The country band formerly known as Lady Antebellum – which changed its name to Lady A over concerns that the old name was racist – has reached a settlement to end a legal dispute with a black Seattle blues singer who said she had long used the shortened name.
In a motion filed Monday in Nashville federal court, both the country trio and Anita White asked a federal judge to dismiss their dueling lawsuits permanently. The terms of the agreement, including who can continue to use what name or if any money changed hands, were not made public.
Lady Antebellum switched to Lady A in June 2020 in the wake of protests against racism and police violence, citing criticism that the name glorified the slavery-era South. The band said the name had not been intended as racist, but that they had had their “eyes opened” by recent events.

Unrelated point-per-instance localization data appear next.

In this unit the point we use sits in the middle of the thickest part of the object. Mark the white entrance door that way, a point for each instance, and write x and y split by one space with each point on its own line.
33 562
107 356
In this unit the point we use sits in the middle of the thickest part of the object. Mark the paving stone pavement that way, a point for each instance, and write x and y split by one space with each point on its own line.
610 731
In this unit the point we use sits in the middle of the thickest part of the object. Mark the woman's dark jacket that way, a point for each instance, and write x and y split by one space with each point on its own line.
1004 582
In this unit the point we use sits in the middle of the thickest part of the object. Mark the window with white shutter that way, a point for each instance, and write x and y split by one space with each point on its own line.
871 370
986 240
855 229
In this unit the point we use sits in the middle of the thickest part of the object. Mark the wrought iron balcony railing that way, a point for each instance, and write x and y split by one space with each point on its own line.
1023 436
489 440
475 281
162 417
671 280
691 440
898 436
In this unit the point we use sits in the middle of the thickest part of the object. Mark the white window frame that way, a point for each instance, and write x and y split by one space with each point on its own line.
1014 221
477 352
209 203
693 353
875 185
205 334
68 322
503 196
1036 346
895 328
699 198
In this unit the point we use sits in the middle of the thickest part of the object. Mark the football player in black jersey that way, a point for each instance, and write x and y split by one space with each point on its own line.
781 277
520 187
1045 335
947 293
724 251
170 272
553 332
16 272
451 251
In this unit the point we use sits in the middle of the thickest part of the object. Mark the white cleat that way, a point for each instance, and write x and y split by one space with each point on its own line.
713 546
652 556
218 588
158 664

Just one problem: White said she had used the exact same name since the 1980s, performing as “Lady A” thousands of times at concerts and festivals across the country. White, a black woman, called the band’s adoption of her long-standing name an example of “pure privilege.”
The band sued White in 2020 after she rebuffed early requests for a settlement that both groups could use the name. The country band argued it had used the abbreviation as a nickname for years, and “simply wish that the parties continue to coexist.”

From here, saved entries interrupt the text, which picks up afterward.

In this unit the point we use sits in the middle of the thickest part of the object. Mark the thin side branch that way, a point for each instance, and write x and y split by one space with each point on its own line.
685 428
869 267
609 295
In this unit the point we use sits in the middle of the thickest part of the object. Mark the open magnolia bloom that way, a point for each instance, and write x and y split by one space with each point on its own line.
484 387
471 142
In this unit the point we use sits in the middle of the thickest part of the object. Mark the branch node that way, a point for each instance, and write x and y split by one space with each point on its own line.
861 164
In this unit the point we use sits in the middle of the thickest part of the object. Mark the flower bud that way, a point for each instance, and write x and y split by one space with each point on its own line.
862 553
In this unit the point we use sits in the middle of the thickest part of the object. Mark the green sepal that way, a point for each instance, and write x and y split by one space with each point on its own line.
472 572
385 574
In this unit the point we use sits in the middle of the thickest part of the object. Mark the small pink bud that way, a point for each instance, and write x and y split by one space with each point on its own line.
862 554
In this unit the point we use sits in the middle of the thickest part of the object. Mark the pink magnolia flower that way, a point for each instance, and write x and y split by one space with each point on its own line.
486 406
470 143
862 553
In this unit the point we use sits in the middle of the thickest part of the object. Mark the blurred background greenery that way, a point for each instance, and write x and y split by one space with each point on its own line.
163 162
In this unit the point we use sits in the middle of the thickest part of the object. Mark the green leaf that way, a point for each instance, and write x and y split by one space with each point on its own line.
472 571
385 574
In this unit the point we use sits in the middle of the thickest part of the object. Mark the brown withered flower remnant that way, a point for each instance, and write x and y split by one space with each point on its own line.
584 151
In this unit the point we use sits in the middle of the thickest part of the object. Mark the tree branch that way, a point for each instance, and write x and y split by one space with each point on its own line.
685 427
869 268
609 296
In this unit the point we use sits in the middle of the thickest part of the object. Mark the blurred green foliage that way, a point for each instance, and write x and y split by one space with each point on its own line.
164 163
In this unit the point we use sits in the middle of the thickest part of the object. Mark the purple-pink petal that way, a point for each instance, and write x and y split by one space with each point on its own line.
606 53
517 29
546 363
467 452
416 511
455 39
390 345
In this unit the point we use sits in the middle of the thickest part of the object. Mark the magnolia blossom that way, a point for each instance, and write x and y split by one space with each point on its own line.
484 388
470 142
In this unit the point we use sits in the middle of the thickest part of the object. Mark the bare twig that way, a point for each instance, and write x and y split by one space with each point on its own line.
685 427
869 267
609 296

White quickly fired back with a countersuit accusing the band of trademark infringement, claiming it the name change had been “undertaken with willful disregard for Ms. White’s rights.”
“The effect of the name change on Ms. White’s ability to distinguish her music in the marketplace was overwhelming,” White wrote. “Internet and social media searches for “Lady A,” which had readily returned results for her music, were now dominated by references to Lady Antebellum. Ms. White’s LADY A brand had been usurped and set on the path to erasure.”
Neither side immediately returned requests for comment on the end of the case.